Tutorial 6: Choosing the Right Model and Estimator
So far, we’ve learned how to prepare our data and optimize processing parameters like window_size. Now, we need to look inside the ‘black box’ and understand the two most important choices that determine the success of our MI estimate:
The Critic Architecture: The neural network that compares the data from X and Y.
The MI Estimator: The loss function that trains the critic.

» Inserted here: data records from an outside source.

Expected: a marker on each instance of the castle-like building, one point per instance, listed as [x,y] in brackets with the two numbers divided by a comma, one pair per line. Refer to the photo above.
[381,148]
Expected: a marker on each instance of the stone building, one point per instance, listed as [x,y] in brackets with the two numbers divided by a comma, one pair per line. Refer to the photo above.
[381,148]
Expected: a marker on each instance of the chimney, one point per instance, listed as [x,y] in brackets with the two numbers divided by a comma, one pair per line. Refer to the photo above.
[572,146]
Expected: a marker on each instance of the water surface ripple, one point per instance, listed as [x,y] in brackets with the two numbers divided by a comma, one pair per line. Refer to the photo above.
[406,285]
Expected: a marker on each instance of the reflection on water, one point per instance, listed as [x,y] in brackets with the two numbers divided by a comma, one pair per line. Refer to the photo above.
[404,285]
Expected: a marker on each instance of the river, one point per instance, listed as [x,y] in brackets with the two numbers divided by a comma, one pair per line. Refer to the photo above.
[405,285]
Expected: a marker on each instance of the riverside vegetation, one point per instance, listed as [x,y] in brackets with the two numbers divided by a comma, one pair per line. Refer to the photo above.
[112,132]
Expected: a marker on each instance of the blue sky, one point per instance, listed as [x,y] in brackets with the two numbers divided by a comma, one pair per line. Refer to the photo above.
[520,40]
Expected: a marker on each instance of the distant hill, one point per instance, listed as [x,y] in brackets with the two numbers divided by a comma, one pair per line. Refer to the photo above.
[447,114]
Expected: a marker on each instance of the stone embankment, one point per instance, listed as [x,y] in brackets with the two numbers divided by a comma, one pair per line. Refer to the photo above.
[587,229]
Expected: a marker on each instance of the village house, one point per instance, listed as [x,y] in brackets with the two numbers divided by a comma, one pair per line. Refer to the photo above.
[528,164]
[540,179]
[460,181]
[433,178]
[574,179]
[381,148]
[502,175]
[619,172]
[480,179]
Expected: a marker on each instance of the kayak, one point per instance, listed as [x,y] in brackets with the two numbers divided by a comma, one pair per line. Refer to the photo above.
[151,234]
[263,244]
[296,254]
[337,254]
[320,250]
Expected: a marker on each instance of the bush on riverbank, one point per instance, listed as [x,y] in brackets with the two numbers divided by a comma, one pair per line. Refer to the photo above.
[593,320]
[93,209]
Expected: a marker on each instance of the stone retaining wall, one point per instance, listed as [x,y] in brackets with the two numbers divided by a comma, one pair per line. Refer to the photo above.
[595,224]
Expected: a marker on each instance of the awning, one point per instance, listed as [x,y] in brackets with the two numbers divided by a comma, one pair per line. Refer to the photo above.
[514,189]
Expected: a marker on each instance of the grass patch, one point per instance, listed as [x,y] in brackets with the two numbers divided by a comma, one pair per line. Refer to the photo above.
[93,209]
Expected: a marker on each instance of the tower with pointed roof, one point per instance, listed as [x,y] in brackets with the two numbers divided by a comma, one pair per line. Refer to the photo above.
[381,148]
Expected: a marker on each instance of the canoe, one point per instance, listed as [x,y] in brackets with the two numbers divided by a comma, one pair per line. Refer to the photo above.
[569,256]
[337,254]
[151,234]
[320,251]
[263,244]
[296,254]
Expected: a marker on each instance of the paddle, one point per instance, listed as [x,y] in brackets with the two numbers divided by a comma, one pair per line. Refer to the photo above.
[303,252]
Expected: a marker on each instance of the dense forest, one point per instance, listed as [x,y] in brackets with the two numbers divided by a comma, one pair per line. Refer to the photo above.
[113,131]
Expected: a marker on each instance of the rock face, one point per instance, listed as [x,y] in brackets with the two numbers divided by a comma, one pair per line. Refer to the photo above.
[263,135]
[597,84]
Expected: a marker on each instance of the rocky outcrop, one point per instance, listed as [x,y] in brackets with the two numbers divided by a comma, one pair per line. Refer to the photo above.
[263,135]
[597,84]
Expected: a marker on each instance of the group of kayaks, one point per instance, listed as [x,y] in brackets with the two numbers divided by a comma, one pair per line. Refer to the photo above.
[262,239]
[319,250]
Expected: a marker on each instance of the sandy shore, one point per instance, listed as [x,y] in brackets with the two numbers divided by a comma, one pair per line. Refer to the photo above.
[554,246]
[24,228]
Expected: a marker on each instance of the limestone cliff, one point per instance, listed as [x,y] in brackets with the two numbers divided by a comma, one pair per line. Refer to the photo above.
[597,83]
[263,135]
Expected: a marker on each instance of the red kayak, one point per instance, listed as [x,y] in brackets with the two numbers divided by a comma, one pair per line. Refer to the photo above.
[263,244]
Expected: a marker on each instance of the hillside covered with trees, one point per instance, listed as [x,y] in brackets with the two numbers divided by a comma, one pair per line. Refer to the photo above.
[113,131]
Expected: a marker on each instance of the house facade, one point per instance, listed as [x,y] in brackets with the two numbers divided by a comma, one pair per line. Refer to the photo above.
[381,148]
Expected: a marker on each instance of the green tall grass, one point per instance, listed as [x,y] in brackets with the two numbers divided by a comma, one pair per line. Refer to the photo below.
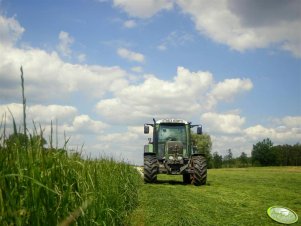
[40,186]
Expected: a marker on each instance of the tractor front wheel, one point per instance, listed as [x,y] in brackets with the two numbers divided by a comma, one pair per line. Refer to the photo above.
[199,165]
[150,168]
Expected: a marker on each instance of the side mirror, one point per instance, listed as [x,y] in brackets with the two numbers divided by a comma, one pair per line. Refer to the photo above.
[199,130]
[146,129]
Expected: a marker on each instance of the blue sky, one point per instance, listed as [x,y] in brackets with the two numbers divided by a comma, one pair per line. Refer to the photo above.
[103,68]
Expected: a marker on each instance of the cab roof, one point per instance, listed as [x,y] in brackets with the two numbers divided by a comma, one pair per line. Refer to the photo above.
[171,121]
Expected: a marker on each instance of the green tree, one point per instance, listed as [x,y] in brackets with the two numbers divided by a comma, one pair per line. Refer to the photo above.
[262,153]
[217,160]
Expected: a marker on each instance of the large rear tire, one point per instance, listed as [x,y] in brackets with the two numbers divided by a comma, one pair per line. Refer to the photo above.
[199,164]
[150,168]
[186,178]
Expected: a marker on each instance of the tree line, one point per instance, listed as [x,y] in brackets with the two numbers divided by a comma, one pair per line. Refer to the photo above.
[263,153]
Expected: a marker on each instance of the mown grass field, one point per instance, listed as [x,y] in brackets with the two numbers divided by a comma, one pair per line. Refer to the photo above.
[231,197]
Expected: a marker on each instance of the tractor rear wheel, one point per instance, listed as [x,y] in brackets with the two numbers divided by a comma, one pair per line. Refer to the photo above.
[199,165]
[150,168]
[186,178]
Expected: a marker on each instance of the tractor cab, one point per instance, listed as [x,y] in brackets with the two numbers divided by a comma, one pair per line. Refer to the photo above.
[170,151]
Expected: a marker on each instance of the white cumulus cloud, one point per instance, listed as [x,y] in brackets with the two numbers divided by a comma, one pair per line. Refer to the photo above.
[223,123]
[130,55]
[65,42]
[10,31]
[184,96]
[145,8]
[246,25]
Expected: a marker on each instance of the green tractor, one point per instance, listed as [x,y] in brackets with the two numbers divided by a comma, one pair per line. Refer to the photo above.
[171,152]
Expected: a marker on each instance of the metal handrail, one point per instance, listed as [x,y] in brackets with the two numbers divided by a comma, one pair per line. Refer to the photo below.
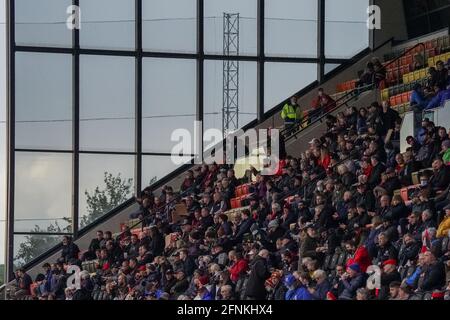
[294,130]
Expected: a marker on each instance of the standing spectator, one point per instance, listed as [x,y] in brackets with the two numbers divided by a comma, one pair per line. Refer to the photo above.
[258,275]
[69,251]
[290,113]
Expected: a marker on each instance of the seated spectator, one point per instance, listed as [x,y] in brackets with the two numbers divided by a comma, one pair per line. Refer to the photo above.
[433,276]
[69,251]
[389,275]
[444,226]
[352,280]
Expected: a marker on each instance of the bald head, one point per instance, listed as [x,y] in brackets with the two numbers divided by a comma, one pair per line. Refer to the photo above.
[264,253]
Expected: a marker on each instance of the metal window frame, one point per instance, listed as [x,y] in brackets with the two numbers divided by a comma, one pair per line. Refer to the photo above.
[139,54]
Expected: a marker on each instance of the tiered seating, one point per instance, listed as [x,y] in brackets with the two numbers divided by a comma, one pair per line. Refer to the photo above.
[400,102]
[442,57]
[400,78]
[432,47]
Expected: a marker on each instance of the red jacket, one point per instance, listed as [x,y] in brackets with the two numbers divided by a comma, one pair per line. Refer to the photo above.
[361,257]
[325,163]
[237,268]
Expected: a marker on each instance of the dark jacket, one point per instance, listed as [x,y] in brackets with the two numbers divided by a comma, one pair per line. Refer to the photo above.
[385,253]
[259,272]
[244,228]
[386,279]
[375,176]
[70,251]
[433,277]
[157,244]
[351,285]
[440,179]
[189,266]
[322,290]
[408,252]
[308,247]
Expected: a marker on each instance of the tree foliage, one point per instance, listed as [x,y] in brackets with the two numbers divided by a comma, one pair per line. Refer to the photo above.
[101,200]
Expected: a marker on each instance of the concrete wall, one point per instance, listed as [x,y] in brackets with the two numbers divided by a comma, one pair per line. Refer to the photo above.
[393,22]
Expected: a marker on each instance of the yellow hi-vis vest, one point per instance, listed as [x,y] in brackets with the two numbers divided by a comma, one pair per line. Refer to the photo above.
[289,113]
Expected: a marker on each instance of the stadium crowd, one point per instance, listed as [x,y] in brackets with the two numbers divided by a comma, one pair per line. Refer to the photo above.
[329,225]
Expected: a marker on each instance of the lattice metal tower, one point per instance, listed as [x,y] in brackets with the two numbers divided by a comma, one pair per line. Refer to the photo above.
[230,107]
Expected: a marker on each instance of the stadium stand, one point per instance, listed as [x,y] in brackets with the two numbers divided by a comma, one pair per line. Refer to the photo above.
[349,204]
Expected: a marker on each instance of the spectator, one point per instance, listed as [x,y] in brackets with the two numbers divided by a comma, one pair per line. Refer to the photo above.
[352,280]
[258,275]
[291,113]
[433,276]
[444,226]
[69,251]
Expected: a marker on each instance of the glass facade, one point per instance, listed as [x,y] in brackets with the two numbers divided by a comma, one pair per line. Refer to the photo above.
[95,107]
[426,16]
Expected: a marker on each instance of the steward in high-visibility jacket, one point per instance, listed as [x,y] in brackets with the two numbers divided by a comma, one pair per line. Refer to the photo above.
[290,113]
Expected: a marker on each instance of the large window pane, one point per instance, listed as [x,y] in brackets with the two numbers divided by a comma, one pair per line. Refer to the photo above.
[43,23]
[106,181]
[214,25]
[107,24]
[43,192]
[156,167]
[169,101]
[284,79]
[43,101]
[214,97]
[346,31]
[107,103]
[29,247]
[291,28]
[170,25]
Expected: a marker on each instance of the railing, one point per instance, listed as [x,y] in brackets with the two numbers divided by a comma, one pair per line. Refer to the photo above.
[185,167]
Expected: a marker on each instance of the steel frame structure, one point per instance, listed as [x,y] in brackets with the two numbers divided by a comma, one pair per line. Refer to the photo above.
[139,53]
[230,104]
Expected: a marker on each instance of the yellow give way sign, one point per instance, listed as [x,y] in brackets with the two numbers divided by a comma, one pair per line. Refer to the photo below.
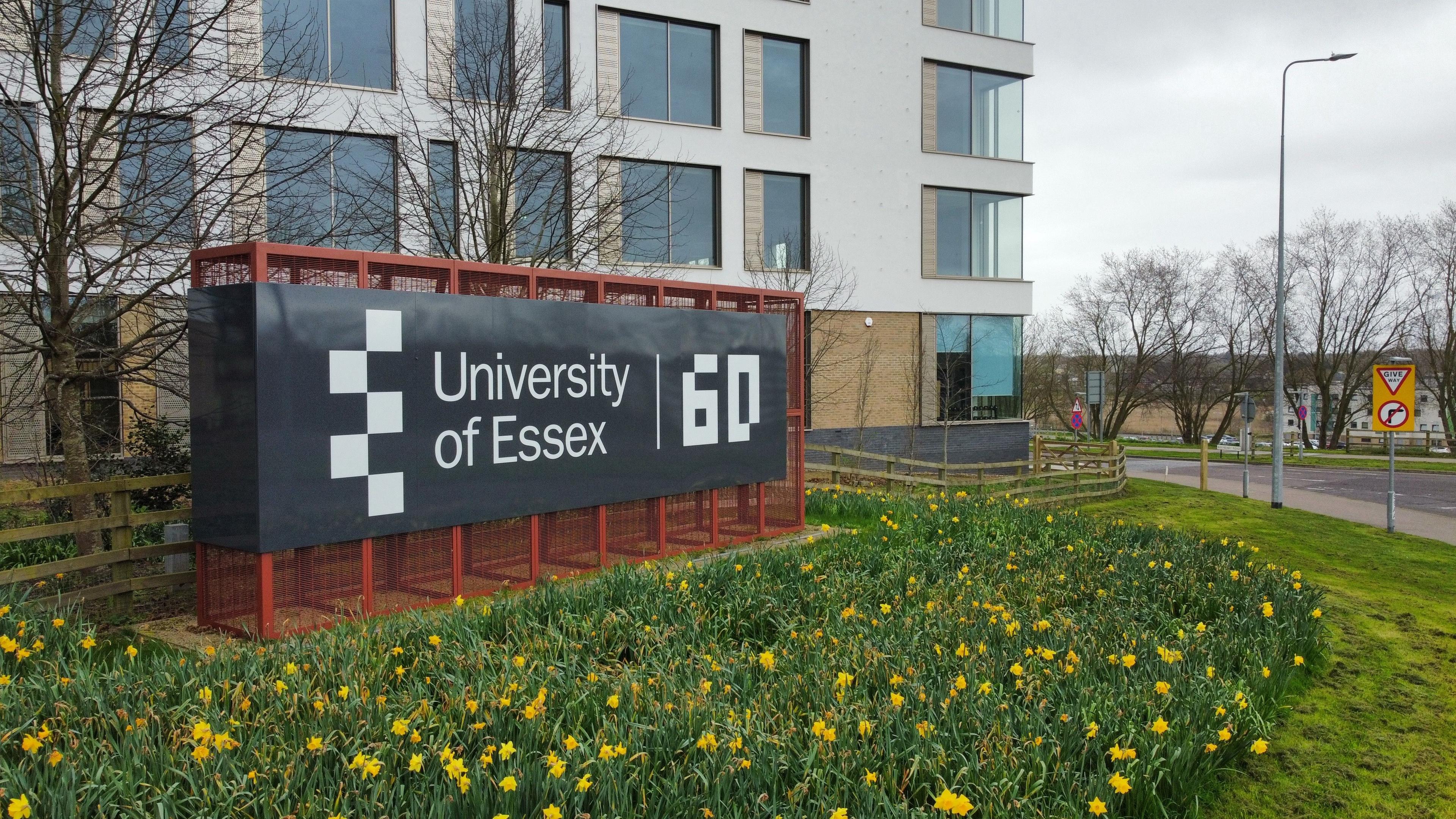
[1394,399]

Getting these right is key to capturing the true nature of the relationship in your data. This tutorial will provide the intuition and practical examples to guide your choices.
[2]:
import torch
import numpy as np
import neural_mi as nmi
import matplotlib.pyplot as plt
import seaborn as sns
from torch.nn import Sequential, Linear, Softplus
sns.set_context("talk")
Part 1: Choosing the Critic Architecture
Think of the critic’s job as being a sophisticated comparison function, f(x, y). The complexity of this function determines the kinds of relationships the model can find. NeuralMI provides three main critic types, each with a different balance of computational cost and expressive power.
Critic Type |
How it Works |
Power |
Cost |
Use Case |
|---|---|---|---|---|
``SeparableCritic`` |
Compares embeddings with a simple dot product: |
Low |
Low |
Default choice. Fast and effective for most relationships. |
``BilinearCritic`` |
Uses a learnable matrix to compare embeddings: |
Medium |
Medium |
Good for more complex relationships, like rotations, without a huge speed penalty. |
``ConcatCritic`` |
Concatenates inputs |
High |
High |
The most powerful, but can be very slow. Use when other critics fail. |
The Test: The Rotated Manifold Problem
To see the difference, we’ll create a special dataset. We’ll generate a high-dimensional X from a latent variable Z, and a high-dimensional Y from a rotated version of Z. A simple SeparableCritic (dot product) will struggle to see that these are related, but the more powerful critics should succeed. Also note that MI here is bounded by the entropy of Z (I(X;Y)~I(Z;Z)~H(Z)) which can be infinte. Thus, we are not interested in the exact value of MI, but rather the
trends.
[3]:
# 1. Create the shared latent variable Z
n_samples = 5000
z = torch.randn(n_samples, 2)
# 2. Create a 45-degree rotation matrix for Y's latent variable
angle = np.pi / 4
rotation_matrix = torch.tensor([[np.cos(angle), -np.sin(angle)], [np.sin(angle), np.cos(angle)]], dtype=torch.float32)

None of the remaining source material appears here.